What's going on?
Germany’s SAP – Europe’s biggest tech company – reported revenue and profit that beat investors’ expectations on Tuesday. But it also announced that growth at its crucial cloud computing business was slowing, and investors looking for something bigger turned SAP away – sending its shares down 3%.
What does this mean?
SAP, which sells business operations software, reported fourth-quarter profit 12% greater than a year before as well as improving margins – largely thanks to the cloud component SAP’s spent $26 billion bolting competitors onto over the past decade.
All that nubilous voracity has led to growth; just not enough growth to sate investors’ appetites. SAP’s new cloud revenue was 19% higher last quarter than a year ago – but a single big new client accounted for over half of that. Excluding this shows cloud growth actually slowing down…
Why should I care?
For markets: Jack of all trades.
While cloud now accounts for most of SAP’s overall growth, the company started off in accounting software. And the continued legacy of this business may be part of SAP’s problem: it’s competing against cloud-first firms like Salesforce which can innovate faster. Investors, significantly, tend to prefer “pure-play” firms: the value of a company trying to do too much isn’t always greater than the sum of its parts. Fellow European tech conglomerate Philips seems to be capitalizing on that: it announced on Tuesday that it would continue a wave of recent divestments with the sale of its domestic appliances unit.

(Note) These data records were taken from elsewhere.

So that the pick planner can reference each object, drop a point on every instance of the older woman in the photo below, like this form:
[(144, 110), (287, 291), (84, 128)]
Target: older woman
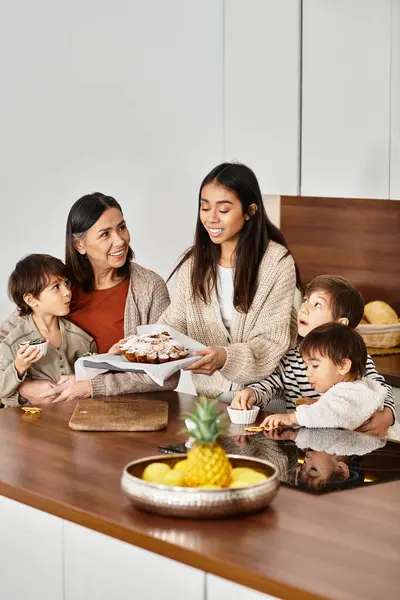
[(111, 296)]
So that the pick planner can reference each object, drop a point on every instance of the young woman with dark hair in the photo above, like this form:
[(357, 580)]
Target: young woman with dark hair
[(235, 285)]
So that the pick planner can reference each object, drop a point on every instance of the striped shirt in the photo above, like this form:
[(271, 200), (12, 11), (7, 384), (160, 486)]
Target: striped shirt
[(289, 382)]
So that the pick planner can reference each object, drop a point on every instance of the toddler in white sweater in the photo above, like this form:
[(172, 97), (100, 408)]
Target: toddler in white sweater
[(335, 356)]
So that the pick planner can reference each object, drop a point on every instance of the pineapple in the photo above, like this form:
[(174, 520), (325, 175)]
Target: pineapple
[(208, 463)]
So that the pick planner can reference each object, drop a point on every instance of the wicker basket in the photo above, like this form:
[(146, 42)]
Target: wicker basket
[(380, 336)]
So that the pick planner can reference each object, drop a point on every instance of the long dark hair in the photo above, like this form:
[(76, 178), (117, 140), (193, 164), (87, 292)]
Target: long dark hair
[(83, 215), (251, 246)]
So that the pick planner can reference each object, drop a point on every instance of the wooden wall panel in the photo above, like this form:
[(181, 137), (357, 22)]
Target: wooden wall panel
[(356, 238)]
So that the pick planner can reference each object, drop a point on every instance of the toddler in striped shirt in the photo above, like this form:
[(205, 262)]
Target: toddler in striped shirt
[(328, 298)]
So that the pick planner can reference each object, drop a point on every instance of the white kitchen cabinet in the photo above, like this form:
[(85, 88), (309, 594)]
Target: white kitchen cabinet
[(218, 588), (31, 563), (101, 567), (346, 98)]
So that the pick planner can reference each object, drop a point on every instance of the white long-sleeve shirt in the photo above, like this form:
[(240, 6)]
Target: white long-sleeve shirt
[(337, 441), (346, 405), (279, 391)]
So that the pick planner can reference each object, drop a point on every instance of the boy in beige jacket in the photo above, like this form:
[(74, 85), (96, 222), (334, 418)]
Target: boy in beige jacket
[(40, 288)]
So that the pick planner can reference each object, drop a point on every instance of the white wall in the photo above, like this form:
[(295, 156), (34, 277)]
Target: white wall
[(123, 98), (140, 99), (395, 104), (262, 90), (346, 98)]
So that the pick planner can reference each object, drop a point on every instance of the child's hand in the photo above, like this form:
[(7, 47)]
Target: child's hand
[(307, 401), (115, 348), (244, 400), (378, 423), (285, 420), (26, 356)]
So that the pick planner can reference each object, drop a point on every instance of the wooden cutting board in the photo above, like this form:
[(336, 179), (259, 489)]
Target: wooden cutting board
[(132, 415)]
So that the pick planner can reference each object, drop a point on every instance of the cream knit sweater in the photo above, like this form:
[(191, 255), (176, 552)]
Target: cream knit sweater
[(257, 339)]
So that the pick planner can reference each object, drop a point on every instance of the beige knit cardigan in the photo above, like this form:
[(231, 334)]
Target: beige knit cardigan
[(147, 298), (257, 340)]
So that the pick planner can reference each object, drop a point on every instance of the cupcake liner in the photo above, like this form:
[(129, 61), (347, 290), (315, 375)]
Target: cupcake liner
[(243, 417), (42, 347)]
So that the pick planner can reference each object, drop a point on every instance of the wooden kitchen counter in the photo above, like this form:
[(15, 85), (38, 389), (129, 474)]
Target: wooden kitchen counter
[(341, 545)]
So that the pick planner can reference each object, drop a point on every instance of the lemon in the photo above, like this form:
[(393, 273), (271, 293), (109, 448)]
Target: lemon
[(238, 483), (246, 475), (211, 486), (154, 472), (173, 478), (253, 477), (182, 465)]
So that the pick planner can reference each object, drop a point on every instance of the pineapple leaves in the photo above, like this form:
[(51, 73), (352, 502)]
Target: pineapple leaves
[(207, 421)]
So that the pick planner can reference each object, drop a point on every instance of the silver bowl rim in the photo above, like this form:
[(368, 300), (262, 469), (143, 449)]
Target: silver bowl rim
[(187, 490)]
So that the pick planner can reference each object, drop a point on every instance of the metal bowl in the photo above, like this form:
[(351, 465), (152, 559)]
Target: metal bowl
[(199, 503)]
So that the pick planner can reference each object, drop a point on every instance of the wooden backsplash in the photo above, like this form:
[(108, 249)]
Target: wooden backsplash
[(356, 238)]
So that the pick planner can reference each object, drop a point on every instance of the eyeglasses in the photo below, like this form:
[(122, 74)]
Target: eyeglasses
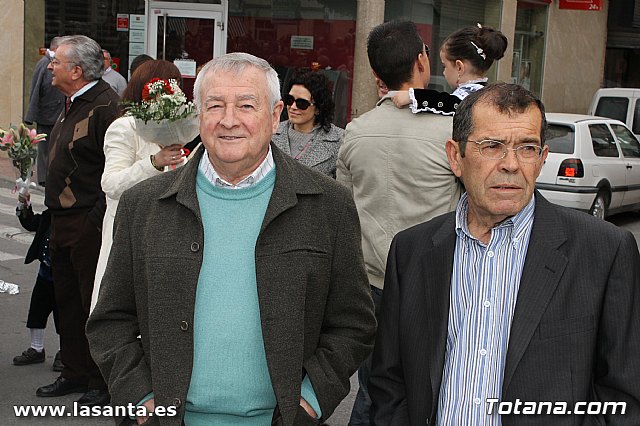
[(300, 103), (496, 150), (56, 62)]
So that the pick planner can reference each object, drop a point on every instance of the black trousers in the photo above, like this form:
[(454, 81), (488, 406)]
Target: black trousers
[(75, 245), (43, 302)]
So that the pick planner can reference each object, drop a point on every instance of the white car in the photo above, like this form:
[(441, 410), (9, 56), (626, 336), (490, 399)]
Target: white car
[(593, 164)]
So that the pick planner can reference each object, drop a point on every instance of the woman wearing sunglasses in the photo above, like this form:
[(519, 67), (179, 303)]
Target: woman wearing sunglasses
[(308, 135)]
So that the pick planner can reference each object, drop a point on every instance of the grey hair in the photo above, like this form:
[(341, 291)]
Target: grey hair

Zooming out: Who runs the world?
SAP’s cloud software runs on cloud hardware – a market particularly prominent this week. Microsoft, Amazon, and Alphabet are all duking it out for dominance in the server space, and all of them shortly report earnings. As with SAP, investors will be looking for growth in their cloud segments – particularly from Alphabet, which is reportedly considering pulling the plug if it doesn’t overtake Microsoft’s offering by 2023.